MMD GAN: Towards deeper understanding of moment matching network
Abstract
Generative moment matching network (GMMN) is a deep generative model that differs from Generative Adversarial Network (GAN) by replacing the discriminator in GAN with a two-sample test based on kernel maximum mean discrepancy (MMD). Although some theoretical guarantees of MMD have been studied, the empirical performance of GMMN is still not as competitive as that of GAN on challenging and large benchmark datasets. The computational efficiency of GMMN is also less desirable in comparison with GAN, partially due to its requirement for a rather large batch size during the training.
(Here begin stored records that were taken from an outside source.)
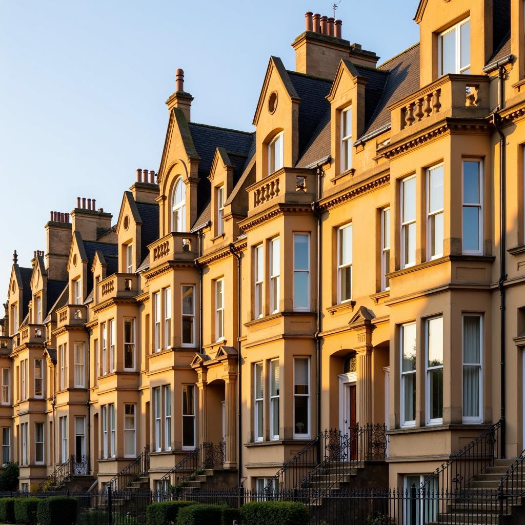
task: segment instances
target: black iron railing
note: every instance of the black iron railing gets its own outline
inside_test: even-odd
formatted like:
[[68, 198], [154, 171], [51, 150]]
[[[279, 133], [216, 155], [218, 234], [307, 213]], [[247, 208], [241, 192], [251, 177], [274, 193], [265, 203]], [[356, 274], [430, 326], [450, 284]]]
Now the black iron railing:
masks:
[[150, 446], [146, 445], [142, 452], [110, 479], [107, 485], [110, 485], [111, 490], [114, 492], [123, 490], [133, 481], [137, 481], [141, 475], [146, 474], [149, 469]]
[[196, 476], [203, 474], [205, 469], [222, 468], [225, 450], [224, 441], [217, 445], [208, 442], [201, 443], [162, 476], [159, 482], [161, 486], [171, 487], [172, 491], [179, 490]]

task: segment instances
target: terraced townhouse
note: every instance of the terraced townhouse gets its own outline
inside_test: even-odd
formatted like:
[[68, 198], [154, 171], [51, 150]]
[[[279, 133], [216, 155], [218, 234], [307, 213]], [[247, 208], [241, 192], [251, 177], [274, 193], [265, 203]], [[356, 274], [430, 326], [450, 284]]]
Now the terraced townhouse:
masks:
[[408, 487], [479, 436], [519, 456], [524, 3], [422, 0], [419, 42], [380, 66], [307, 13], [249, 132], [193, 122], [177, 70], [116, 222], [79, 200], [14, 258], [20, 488], [293, 488], [334, 447], [349, 482]]

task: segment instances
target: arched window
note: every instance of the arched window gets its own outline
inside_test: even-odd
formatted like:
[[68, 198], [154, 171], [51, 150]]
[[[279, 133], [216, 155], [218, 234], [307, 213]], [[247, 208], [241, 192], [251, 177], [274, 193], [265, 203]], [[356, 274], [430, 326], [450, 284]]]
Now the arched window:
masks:
[[171, 196], [171, 227], [173, 232], [186, 231], [186, 190], [180, 177], [177, 179]]
[[268, 146], [268, 173], [271, 175], [282, 167], [285, 132], [281, 131], [271, 140]]

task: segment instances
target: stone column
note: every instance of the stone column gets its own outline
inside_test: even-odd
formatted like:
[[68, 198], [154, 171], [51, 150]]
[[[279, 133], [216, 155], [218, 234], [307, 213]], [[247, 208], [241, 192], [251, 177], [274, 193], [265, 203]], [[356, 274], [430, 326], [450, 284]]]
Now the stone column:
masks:
[[237, 468], [237, 425], [235, 384], [237, 376], [228, 373], [224, 380], [224, 408], [226, 412], [226, 455], [225, 468]]

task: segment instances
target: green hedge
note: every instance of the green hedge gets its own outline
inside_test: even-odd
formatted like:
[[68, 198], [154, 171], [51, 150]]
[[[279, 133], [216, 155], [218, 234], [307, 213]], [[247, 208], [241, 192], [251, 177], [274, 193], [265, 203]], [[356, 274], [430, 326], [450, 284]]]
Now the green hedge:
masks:
[[190, 505], [181, 509], [177, 525], [219, 525], [222, 520], [220, 505]]
[[15, 520], [17, 523], [36, 525], [38, 498], [17, 498], [15, 501]]
[[0, 523], [15, 523], [15, 498], [0, 499]]
[[76, 498], [55, 496], [41, 499], [37, 512], [39, 525], [75, 525], [78, 510]]
[[310, 516], [302, 503], [252, 501], [240, 511], [244, 525], [309, 525]]
[[195, 501], [159, 501], [148, 506], [146, 518], [148, 525], [166, 525], [175, 523], [178, 511], [185, 507], [195, 505]]

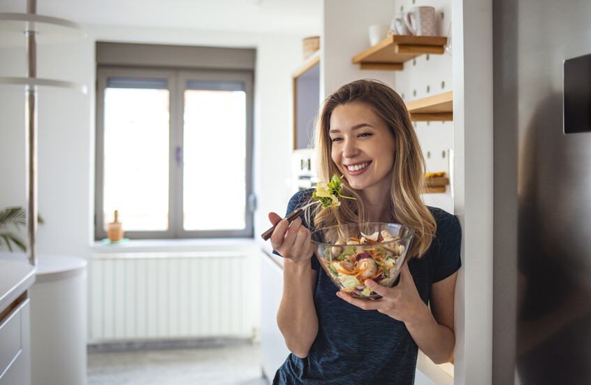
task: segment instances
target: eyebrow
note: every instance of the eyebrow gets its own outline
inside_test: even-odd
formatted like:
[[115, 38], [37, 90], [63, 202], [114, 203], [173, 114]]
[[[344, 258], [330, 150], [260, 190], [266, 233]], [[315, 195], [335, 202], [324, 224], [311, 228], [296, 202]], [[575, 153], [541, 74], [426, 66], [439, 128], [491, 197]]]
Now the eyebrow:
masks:
[[[363, 129], [363, 127], [372, 127], [372, 129], [374, 128], [373, 126], [372, 126], [371, 124], [369, 124], [367, 123], [361, 123], [360, 124], [356, 124], [356, 125], [353, 126], [353, 127], [351, 127], [351, 130], [358, 130], [359, 129]], [[328, 130], [328, 133], [337, 133], [337, 132], [341, 132], [341, 131], [337, 130], [337, 129], [330, 129], [330, 130]]]

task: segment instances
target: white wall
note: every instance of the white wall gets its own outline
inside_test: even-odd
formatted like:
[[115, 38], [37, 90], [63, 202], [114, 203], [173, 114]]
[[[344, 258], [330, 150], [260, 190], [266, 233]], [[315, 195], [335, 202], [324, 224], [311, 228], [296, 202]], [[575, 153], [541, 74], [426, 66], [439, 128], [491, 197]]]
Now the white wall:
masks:
[[[38, 228], [38, 254], [89, 260], [97, 250], [93, 249], [96, 41], [256, 48], [254, 190], [258, 201], [254, 220], [257, 238], [268, 227], [267, 213], [282, 213], [290, 196], [285, 181], [291, 172], [293, 148], [291, 74], [302, 62], [303, 36], [96, 25], [85, 29], [88, 37], [85, 40], [38, 49], [38, 77], [83, 83], [89, 92], [84, 95], [41, 89], [39, 92], [38, 205], [45, 224]], [[24, 45], [0, 48], [0, 76], [24, 76]], [[24, 98], [19, 87], [0, 87], [0, 164], [4, 166], [0, 167], [0, 208], [26, 203]], [[23, 239], [25, 234], [22, 231]], [[203, 247], [210, 249], [211, 242]], [[170, 245], [163, 247], [175, 249]], [[187, 250], [187, 242], [179, 247]], [[200, 244], [189, 248], [198, 249]], [[257, 256], [253, 255], [254, 261]], [[252, 300], [253, 326], [257, 326], [258, 296], [254, 295]]]
[[[84, 83], [90, 90], [87, 95], [49, 89], [40, 92], [39, 211], [46, 221], [38, 231], [40, 253], [87, 258], [90, 252], [96, 40], [256, 47], [254, 189], [259, 202], [256, 232], [266, 226], [267, 212], [284, 210], [289, 190], [286, 187], [278, 194], [277, 186], [290, 172], [291, 73], [302, 60], [301, 37], [101, 26], [88, 26], [87, 30], [89, 36], [84, 41], [38, 50], [39, 77]], [[24, 48], [3, 50], [0, 56], [13, 59], [2, 60], [2, 74], [6, 70], [16, 75], [24, 55]], [[0, 98], [0, 161], [12, 165], [0, 169], [0, 207], [24, 205], [24, 96], [16, 87], [3, 88]]]

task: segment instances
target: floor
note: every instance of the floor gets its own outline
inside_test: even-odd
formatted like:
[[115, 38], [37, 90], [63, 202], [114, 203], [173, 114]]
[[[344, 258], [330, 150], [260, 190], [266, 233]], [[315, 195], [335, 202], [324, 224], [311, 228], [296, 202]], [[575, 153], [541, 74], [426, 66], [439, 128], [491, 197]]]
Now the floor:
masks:
[[268, 385], [256, 344], [88, 352], [88, 385]]

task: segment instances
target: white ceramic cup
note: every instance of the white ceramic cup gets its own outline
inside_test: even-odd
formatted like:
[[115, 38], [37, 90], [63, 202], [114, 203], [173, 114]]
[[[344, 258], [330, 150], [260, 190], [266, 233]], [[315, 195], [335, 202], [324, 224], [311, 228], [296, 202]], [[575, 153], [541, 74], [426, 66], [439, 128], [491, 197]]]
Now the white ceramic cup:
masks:
[[403, 12], [398, 13], [394, 18], [392, 19], [392, 26], [391, 29], [395, 35], [412, 35], [410, 29], [407, 27], [404, 22], [404, 19], [407, 17], [407, 13]]
[[370, 26], [370, 44], [373, 46], [385, 39], [388, 34], [388, 26], [374, 24]]
[[435, 36], [435, 8], [428, 6], [412, 8], [406, 14], [404, 24], [413, 35]]

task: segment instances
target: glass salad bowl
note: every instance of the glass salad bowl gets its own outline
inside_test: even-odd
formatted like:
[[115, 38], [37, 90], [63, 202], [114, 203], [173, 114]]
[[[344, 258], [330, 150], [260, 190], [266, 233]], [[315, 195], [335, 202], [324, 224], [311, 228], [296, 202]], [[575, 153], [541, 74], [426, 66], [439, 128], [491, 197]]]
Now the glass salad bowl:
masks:
[[365, 279], [392, 287], [414, 235], [407, 225], [364, 222], [317, 230], [312, 242], [320, 265], [338, 289], [355, 298], [377, 299], [381, 296], [365, 286]]

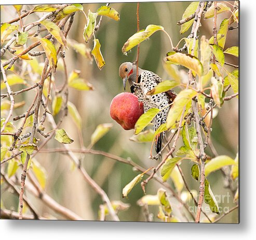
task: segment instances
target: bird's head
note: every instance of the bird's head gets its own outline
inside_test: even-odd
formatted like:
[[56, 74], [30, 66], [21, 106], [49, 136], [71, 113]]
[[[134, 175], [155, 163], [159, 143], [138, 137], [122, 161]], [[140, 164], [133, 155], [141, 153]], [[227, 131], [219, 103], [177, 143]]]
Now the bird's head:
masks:
[[123, 80], [123, 84], [125, 91], [126, 89], [126, 82], [133, 73], [133, 71], [134, 72], [136, 71], [133, 67], [131, 63], [127, 62], [122, 63], [119, 68], [119, 76]]

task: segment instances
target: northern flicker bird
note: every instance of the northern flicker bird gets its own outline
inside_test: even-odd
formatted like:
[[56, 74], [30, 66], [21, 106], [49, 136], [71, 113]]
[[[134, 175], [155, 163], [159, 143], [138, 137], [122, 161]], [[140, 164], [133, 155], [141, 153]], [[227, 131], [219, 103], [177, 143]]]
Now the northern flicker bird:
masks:
[[[162, 80], [154, 72], [138, 68], [138, 83], [136, 83], [136, 73], [137, 67], [131, 63], [124, 63], [119, 68], [119, 76], [123, 79], [125, 91], [128, 80], [131, 92], [138, 97], [139, 101], [143, 103], [145, 112], [153, 108], [163, 109], [153, 121], [154, 129], [156, 131], [160, 125], [166, 122], [170, 109], [169, 105], [176, 97], [176, 94], [172, 90], [170, 90], [154, 95], [147, 95], [147, 93], [161, 82]], [[156, 137], [155, 149], [157, 153], [161, 150], [164, 136], [165, 132], [163, 132]]]

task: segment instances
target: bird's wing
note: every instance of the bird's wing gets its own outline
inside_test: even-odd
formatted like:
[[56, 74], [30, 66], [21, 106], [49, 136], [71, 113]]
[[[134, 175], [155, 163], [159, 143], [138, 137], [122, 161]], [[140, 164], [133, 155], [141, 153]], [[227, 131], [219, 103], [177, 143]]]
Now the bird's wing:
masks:
[[[161, 79], [161, 78], [160, 78], [160, 77], [159, 77], [158, 75], [154, 73], [154, 72], [152, 72], [152, 78], [153, 78], [155, 82], [157, 83], [157, 84], [158, 84], [158, 83], [160, 83], [161, 82], [163, 82], [163, 80]], [[170, 101], [171, 102], [173, 102], [173, 100], [174, 100], [175, 98], [177, 96], [177, 95], [176, 94], [175, 92], [173, 91], [173, 90], [172, 90], [172, 89], [168, 90], [168, 91], [166, 92], [165, 93], [167, 94], [167, 95], [168, 95], [168, 96], [170, 99]]]

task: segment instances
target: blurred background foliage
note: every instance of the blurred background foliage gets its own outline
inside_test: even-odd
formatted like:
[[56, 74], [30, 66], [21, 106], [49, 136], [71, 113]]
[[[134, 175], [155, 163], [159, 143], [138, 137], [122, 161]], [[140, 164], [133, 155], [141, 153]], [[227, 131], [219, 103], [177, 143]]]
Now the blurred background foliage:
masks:
[[[179, 2], [141, 3], [140, 28], [145, 28], [151, 24], [160, 25], [170, 35], [176, 45], [182, 37], [186, 37], [190, 32], [188, 31], [181, 35], [179, 33], [180, 27], [176, 24], [181, 19], [183, 13], [190, 3]], [[83, 7], [86, 12], [89, 9], [92, 12], [96, 12], [103, 5], [85, 4]], [[118, 76], [119, 66], [124, 62], [133, 62], [136, 59], [136, 48], [132, 49], [128, 56], [124, 55], [121, 50], [124, 43], [137, 31], [137, 3], [113, 3], [110, 4], [110, 6], [119, 13], [120, 21], [116, 22], [103, 17], [101, 27], [95, 34], [101, 42], [101, 52], [106, 62], [106, 65], [102, 70], [99, 70], [94, 62], [91, 62], [88, 59], [76, 53], [71, 48], [66, 51], [65, 59], [69, 73], [73, 69], [80, 70], [80, 77], [95, 87], [93, 91], [78, 91], [70, 88], [69, 101], [76, 106], [81, 116], [85, 146], [88, 146], [90, 144], [91, 135], [99, 124], [112, 123], [113, 128], [93, 146], [93, 149], [111, 153], [124, 158], [131, 158], [135, 162], [147, 169], [152, 166], [156, 166], [158, 164], [157, 162], [149, 159], [151, 143], [138, 143], [129, 140], [129, 138], [133, 134], [133, 130], [125, 131], [111, 118], [109, 113], [112, 99], [117, 94], [124, 91], [122, 82]], [[34, 6], [26, 5], [23, 7], [31, 9]], [[230, 13], [223, 13], [218, 15], [218, 28], [222, 20], [225, 17], [229, 17]], [[16, 17], [17, 13], [11, 6], [1, 6], [1, 22], [7, 22]], [[34, 18], [34, 16], [29, 16], [25, 21], [27, 23], [35, 21]], [[85, 22], [85, 16], [82, 12], [77, 12], [75, 15], [74, 23], [68, 35], [69, 38], [79, 42], [84, 42], [83, 33]], [[212, 36], [213, 18], [203, 20], [201, 24], [199, 34], [200, 36], [206, 35], [206, 38], [209, 39]], [[93, 41], [90, 41], [87, 45], [91, 49], [93, 44]], [[236, 31], [228, 33], [225, 48], [234, 46], [238, 46], [238, 35]], [[149, 40], [140, 44], [140, 67], [156, 73], [163, 80], [169, 79], [162, 64], [162, 59], [169, 51], [171, 51], [170, 46], [167, 36], [160, 32], [154, 34]], [[37, 59], [38, 62], [43, 62], [44, 56], [37, 57]], [[238, 64], [238, 58], [231, 55], [226, 56], [226, 61]], [[54, 76], [57, 86], [61, 86], [64, 81], [62, 63], [61, 59], [58, 61], [59, 66], [56, 74]], [[233, 70], [231, 67], [230, 69], [228, 66], [226, 68], [229, 70]], [[183, 69], [181, 67], [180, 67], [180, 69], [183, 71], [185, 78], [187, 74], [186, 69]], [[12, 87], [13, 91], [20, 89], [20, 86], [19, 85]], [[177, 90], [179, 92], [179, 89]], [[29, 94], [20, 94], [17, 96], [16, 101], [24, 100], [26, 103], [23, 107], [16, 109], [14, 115], [22, 114], [28, 109], [33, 97], [34, 96]], [[237, 100], [225, 102], [221, 109], [218, 109], [218, 115], [214, 119], [212, 126], [212, 140], [218, 154], [227, 155], [233, 159], [238, 151], [238, 108]], [[60, 117], [59, 115], [55, 116], [56, 122]], [[46, 132], [51, 130], [49, 126], [46, 125]], [[74, 140], [71, 144], [71, 147], [80, 148], [78, 130], [70, 116], [64, 118], [62, 127]], [[182, 145], [181, 142], [181, 139], [180, 139], [178, 147]], [[61, 146], [60, 143], [52, 139], [45, 148], [53, 148]], [[207, 153], [210, 156], [212, 155], [209, 151], [207, 151]], [[145, 220], [142, 209], [137, 204], [137, 201], [144, 196], [140, 185], [138, 184], [132, 190], [128, 198], [122, 199], [122, 197], [123, 188], [138, 174], [138, 172], [133, 171], [129, 165], [102, 156], [75, 154], [82, 160], [82, 164], [92, 178], [105, 191], [111, 200], [120, 200], [130, 204], [128, 210], [118, 214], [121, 220]], [[35, 158], [46, 171], [47, 178], [45, 191], [49, 196], [85, 219], [96, 220], [98, 218], [99, 206], [102, 203], [101, 199], [84, 181], [76, 169], [72, 169], [71, 161], [66, 155], [58, 153], [42, 153], [37, 154]], [[190, 188], [197, 191], [199, 183], [191, 176], [192, 165], [192, 162], [183, 161], [181, 167]], [[21, 169], [19, 169], [17, 172], [17, 176], [19, 178], [21, 171]], [[227, 188], [223, 187], [224, 179], [221, 172], [218, 171], [213, 173], [209, 176], [208, 179], [215, 194], [229, 194], [231, 196], [228, 199], [225, 199], [224, 202], [219, 203], [220, 207], [228, 206], [231, 208], [234, 206], [232, 192]], [[175, 188], [171, 179], [169, 179], [168, 183]], [[156, 194], [157, 189], [160, 186], [153, 181], [150, 182], [146, 189], [147, 194]], [[178, 193], [181, 194], [181, 192]], [[31, 199], [43, 216], [48, 216], [53, 219], [63, 219], [62, 216], [57, 215], [38, 199], [30, 194], [29, 192], [25, 191], [25, 194]], [[6, 191], [6, 188], [3, 185], [1, 187], [1, 200], [6, 208], [17, 210], [18, 198], [12, 194], [10, 191]], [[174, 215], [180, 219], [184, 219], [182, 213], [179, 211], [180, 203], [172, 198], [171, 198], [171, 203]], [[192, 201], [190, 201], [189, 205], [194, 205]], [[154, 220], [160, 221], [156, 218], [158, 207], [150, 206], [149, 209], [150, 212], [154, 215]], [[235, 211], [223, 218], [220, 222], [237, 221], [238, 214], [237, 211]]]

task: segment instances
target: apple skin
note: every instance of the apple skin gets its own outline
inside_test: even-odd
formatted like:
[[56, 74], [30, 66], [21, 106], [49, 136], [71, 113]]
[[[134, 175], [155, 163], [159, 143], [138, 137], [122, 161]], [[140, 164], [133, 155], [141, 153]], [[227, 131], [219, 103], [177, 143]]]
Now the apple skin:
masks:
[[135, 124], [144, 113], [143, 103], [130, 93], [116, 95], [110, 104], [110, 116], [125, 130], [134, 129]]

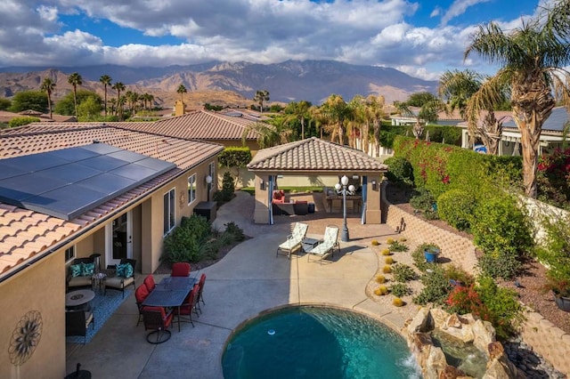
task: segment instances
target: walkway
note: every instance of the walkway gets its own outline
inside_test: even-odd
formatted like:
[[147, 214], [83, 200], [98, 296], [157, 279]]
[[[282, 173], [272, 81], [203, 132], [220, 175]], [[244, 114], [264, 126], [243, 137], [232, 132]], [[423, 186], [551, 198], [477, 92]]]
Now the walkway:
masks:
[[308, 263], [305, 254], [291, 260], [275, 257], [276, 246], [289, 234], [291, 222], [306, 222], [308, 236], [317, 237], [328, 224], [341, 226], [341, 215], [322, 218], [317, 212], [276, 216], [275, 225], [254, 225], [253, 205], [253, 197], [238, 192], [218, 210], [218, 229], [234, 222], [253, 238], [201, 271], [208, 278], [206, 305], [195, 327], [183, 324], [180, 333], [173, 329], [168, 342], [148, 343], [143, 326], [135, 327], [138, 310], [131, 294], [90, 343], [67, 344], [67, 373], [79, 362], [96, 378], [222, 378], [221, 358], [232, 330], [259, 312], [285, 304], [331, 304], [372, 315], [396, 330], [403, 326], [403, 318], [393, 311], [394, 307], [384, 307], [365, 294], [379, 266], [370, 241], [395, 237], [387, 225], [361, 225], [360, 219], [352, 216], [351, 241], [340, 243], [341, 254], [330, 263]]

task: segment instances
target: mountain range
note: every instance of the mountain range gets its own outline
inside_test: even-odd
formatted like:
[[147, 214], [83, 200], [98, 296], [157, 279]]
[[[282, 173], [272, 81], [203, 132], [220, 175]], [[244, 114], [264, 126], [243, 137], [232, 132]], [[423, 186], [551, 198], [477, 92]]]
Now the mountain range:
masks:
[[[81, 88], [102, 94], [102, 75], [112, 83], [122, 82], [127, 90], [155, 96], [159, 105], [171, 106], [184, 85], [185, 102], [246, 106], [257, 90], [267, 90], [271, 101], [301, 100], [321, 104], [332, 93], [348, 101], [354, 95], [384, 95], [387, 102], [403, 101], [412, 93], [435, 93], [437, 82], [411, 77], [395, 69], [357, 66], [334, 60], [287, 60], [281, 63], [212, 61], [189, 66], [131, 68], [115, 65], [90, 67], [0, 68], [0, 96], [10, 98], [20, 91], [38, 90], [44, 77], [56, 83], [53, 98], [71, 91], [67, 77], [73, 72], [83, 77]], [[116, 95], [108, 88], [108, 96]], [[192, 100], [194, 99], [194, 100]], [[208, 101], [208, 99], [211, 99]]]

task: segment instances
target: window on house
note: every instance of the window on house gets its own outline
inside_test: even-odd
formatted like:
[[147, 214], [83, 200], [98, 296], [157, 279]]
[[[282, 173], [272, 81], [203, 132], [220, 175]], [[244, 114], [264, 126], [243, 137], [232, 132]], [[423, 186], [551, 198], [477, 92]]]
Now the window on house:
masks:
[[164, 194], [164, 234], [168, 234], [175, 228], [175, 191], [170, 190]]
[[65, 250], [65, 262], [69, 262], [72, 259], [75, 259], [75, 246]]
[[212, 182], [208, 186], [208, 190], [211, 191], [213, 189], [217, 188], [216, 185], [216, 165], [214, 162], [208, 165], [208, 174], [212, 178]]
[[188, 204], [196, 200], [196, 174], [188, 178]]

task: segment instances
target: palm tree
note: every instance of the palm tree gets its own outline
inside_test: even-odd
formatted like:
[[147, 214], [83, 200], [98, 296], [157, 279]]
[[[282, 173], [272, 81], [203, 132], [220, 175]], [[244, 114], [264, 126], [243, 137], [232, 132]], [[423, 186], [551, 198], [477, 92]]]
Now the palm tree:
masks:
[[256, 95], [253, 97], [253, 101], [259, 104], [259, 112], [264, 113], [264, 103], [265, 101], [269, 101], [269, 92], [267, 90], [256, 92]]
[[372, 121], [372, 135], [374, 136], [374, 149], [376, 157], [380, 155], [380, 125], [386, 117], [384, 105], [386, 99], [382, 95], [370, 95], [366, 98], [366, 118]]
[[180, 101], [183, 103], [184, 102], [183, 95], [187, 92], [188, 92], [188, 90], [186, 90], [186, 87], [184, 86], [184, 85], [178, 85], [178, 89], [176, 90], [176, 93], [180, 93]]
[[121, 91], [125, 91], [125, 85], [122, 82], [117, 82], [111, 88], [117, 91], [117, 112], [119, 114], [119, 118], [122, 118], [123, 109], [119, 101], [121, 99]]
[[[523, 183], [536, 198], [536, 169], [542, 124], [556, 105], [555, 94], [570, 104], [570, 0], [558, 1], [521, 27], [504, 32], [497, 24], [480, 25], [464, 53], [477, 52], [501, 65], [499, 71], [473, 95], [468, 118], [496, 101], [497, 89], [509, 86], [513, 118], [521, 135]], [[553, 93], [554, 91], [554, 93]]]
[[107, 117], [107, 85], [110, 85], [110, 82], [113, 79], [109, 75], [102, 75], [99, 81], [103, 85], [103, 90], [105, 91], [105, 117]]
[[51, 77], [45, 77], [42, 82], [42, 91], [47, 94], [47, 107], [50, 109], [50, 118], [52, 118], [52, 93], [55, 89], [55, 82]]
[[305, 120], [309, 117], [309, 108], [311, 103], [307, 101], [302, 100], [299, 102], [291, 101], [287, 104], [283, 112], [289, 117], [286, 117], [286, 122], [299, 121], [301, 124], [301, 140], [305, 140]]
[[75, 117], [77, 117], [77, 85], [83, 85], [83, 77], [77, 73], [69, 75], [68, 83], [73, 87], [73, 103], [75, 105]]
[[342, 96], [331, 94], [321, 106], [321, 110], [324, 117], [328, 117], [333, 125], [337, 126], [337, 131], [332, 131], [330, 141], [334, 141], [335, 134], [338, 134], [338, 143], [345, 144], [345, 120], [349, 115], [350, 109]]

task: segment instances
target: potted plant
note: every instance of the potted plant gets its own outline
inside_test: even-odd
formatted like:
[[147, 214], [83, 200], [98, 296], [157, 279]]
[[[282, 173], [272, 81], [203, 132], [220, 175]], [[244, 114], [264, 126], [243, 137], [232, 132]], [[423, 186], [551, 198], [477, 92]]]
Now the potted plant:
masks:
[[548, 281], [544, 285], [546, 291], [552, 291], [554, 302], [565, 312], [570, 312], [570, 279], [548, 275]]
[[424, 257], [428, 263], [436, 263], [442, 249], [436, 244], [424, 244]]

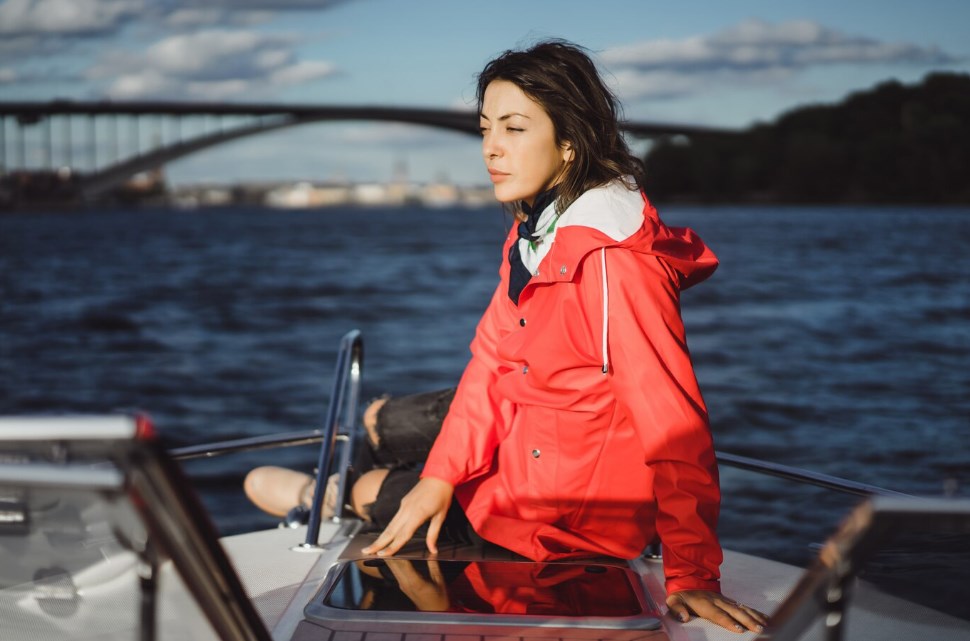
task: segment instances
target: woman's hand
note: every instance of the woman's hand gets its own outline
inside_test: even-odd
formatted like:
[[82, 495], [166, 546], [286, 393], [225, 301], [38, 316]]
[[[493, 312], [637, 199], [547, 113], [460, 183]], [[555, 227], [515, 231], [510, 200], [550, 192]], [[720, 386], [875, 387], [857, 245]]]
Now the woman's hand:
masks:
[[691, 613], [734, 632], [761, 632], [768, 617], [751, 606], [708, 590], [681, 590], [667, 597], [667, 607], [678, 620], [686, 623]]
[[436, 478], [423, 478], [401, 499], [401, 507], [381, 535], [361, 550], [364, 554], [388, 556], [407, 543], [419, 527], [430, 520], [426, 542], [428, 551], [438, 553], [438, 534], [445, 522], [455, 488]]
In this paper, we propose to improve both the model expressiveness of GMMN and its computational efficiency by introducing adversarial kernel learning techniques, as the replacement of a fixed Gaussian kernel in the original GMMN. The new approach combines the key ideas in both GMMN and GAN, hence we name it MMD GAN. The new distance measure in MMD GAN is a meaningful loss that enjoys the advantage of weak∗ topology and can be optimized via gradient descent with relatively small batch sizes. In our evaluation on multiple benchmark datasets, including MNIST, CIFAR-10, CelebA and LSUN, the performance of MMD GAN significantly outperforms GMMN, and is competitive with other representative GAN works.